We All Want To Change The World

“Revolution?” Cornelius Evergreen’s eyes bugged almost out of his head. “Are you mad? We’ll be slaughtered!”

“We’re not talking about a military revolt, now, Cornelius,” Keri said soothingly.

“And I’m not talking about a military massacre! I’m the head guildmaster of Samanal, girl, and I’m telling you it’ll be economic ruin for us!”

“The Federation of New Trade has already given us an unofficial promise of entry,” said Mr. Salzar. “Cynystra has an extremely compromising treaty with the Federation and won’t be able to block it. It’s doubtful they’d jeopardize their rebuilding process making war on us.”

“What about our rebuilding process?” The gnome folded his arms. “It’s suicide, I tell you! We’re not Diaria out here. We don’t have some wealth of silk and spices everyone else on the continent is salivating over. These other countries aren’t going to spend all their money importing our fish and potatoes; what’s going to happen is our people are going to start buying foreign goods produced more cheaply by wealthier industrialized countries! It’ll put my men out of business!”

“It’ll get them out from under the thumb of Cynystran protectionism,” Mr. Salzar pointed out. “Right now the craftsmen have to buy their raw materials from Cynystra... it’d save them a fortune if they could buy them at market value from the least expensive bidder.”

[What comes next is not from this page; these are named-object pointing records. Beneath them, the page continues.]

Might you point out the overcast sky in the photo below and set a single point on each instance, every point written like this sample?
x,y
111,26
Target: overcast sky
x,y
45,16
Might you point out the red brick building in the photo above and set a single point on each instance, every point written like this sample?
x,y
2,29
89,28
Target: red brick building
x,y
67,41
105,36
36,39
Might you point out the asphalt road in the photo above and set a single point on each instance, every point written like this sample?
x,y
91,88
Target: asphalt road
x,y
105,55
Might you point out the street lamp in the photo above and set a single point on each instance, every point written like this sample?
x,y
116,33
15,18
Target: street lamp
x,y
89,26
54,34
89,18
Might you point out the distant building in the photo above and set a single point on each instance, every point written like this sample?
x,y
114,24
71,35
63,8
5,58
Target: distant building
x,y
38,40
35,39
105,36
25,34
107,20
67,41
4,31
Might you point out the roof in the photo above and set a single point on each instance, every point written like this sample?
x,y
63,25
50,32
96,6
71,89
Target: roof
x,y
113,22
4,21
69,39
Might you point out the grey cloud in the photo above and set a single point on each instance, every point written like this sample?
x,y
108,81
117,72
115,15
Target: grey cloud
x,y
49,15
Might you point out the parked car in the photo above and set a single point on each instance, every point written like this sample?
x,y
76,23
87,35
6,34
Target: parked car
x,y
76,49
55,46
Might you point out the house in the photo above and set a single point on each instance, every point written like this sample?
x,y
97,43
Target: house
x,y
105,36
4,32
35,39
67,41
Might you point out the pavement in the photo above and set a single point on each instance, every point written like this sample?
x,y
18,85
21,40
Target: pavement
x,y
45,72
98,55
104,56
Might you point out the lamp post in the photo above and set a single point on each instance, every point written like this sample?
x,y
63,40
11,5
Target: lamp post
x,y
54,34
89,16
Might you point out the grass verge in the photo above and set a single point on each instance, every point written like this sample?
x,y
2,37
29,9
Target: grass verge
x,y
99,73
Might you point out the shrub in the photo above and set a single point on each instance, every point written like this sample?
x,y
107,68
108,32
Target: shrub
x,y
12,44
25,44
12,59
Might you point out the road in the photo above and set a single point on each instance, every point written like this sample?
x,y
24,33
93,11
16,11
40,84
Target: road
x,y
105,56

“Fat lot of good it’ll do them if their demand dries up!”

“Besides,” said Keri, “you know Cynystra doesn’t have our interests in mind, Cornelius. Whenever there’s a shortage of anything, they just stop selling it to us. We’re the ones with coal, and during the blizzards of ’09, they imported it all and we had to heat our houses with peat... remember? And the way they hung us out to dry in the Madness!”

“Oh, the Madness this and the Madness that.” Cornelius waved his hand irritably. “Every other country on Ataniel suffered losses the same as we did. Cynystra didn’t bring the Madness.”

“Well, they sure weren’t any help,” Garal muttered.

“If I had a way of staving off the Madness, laddie, I wouldn’t have split it down the middle with Cynystra. Would you?” He stood up. “No, I don’t like Cynystra; none of us does. But they haven’t been oppressing us, they haven’t been abusing us. I don’t believe this Trade Federation would be any better, any better at all. Until you can convince me otherwise, count me out.”

There was a long pause in the meeting room after he left. “The craftsmen will be more excited about this than the miners and farmers,” Keri finally said. “If we can get enough of them to pressure him, he’ll change his mind. He does what his constituents want.”

“I could talk to some of the guildsmen,” Alora offered. “I think a lot of them are more upset with Cynystra than Mr. Evergreen thinks... they wouldn’t complain about it to him unless there was something they really wanted him to do about it, that’s all.”

“Yes.” Mr. Salzar nodded. “Get them to voice their unrest. While we all remain silent, nothing will happen. History tells us this. But once a noise starts... it will spread quickly.”

“Won’t the Cynystrans hear about it then?” Garal said uneasily.

“They will have to hear about it eventually, my boy.” Mr. Salzar stood. “And we are approaching the endgame now.”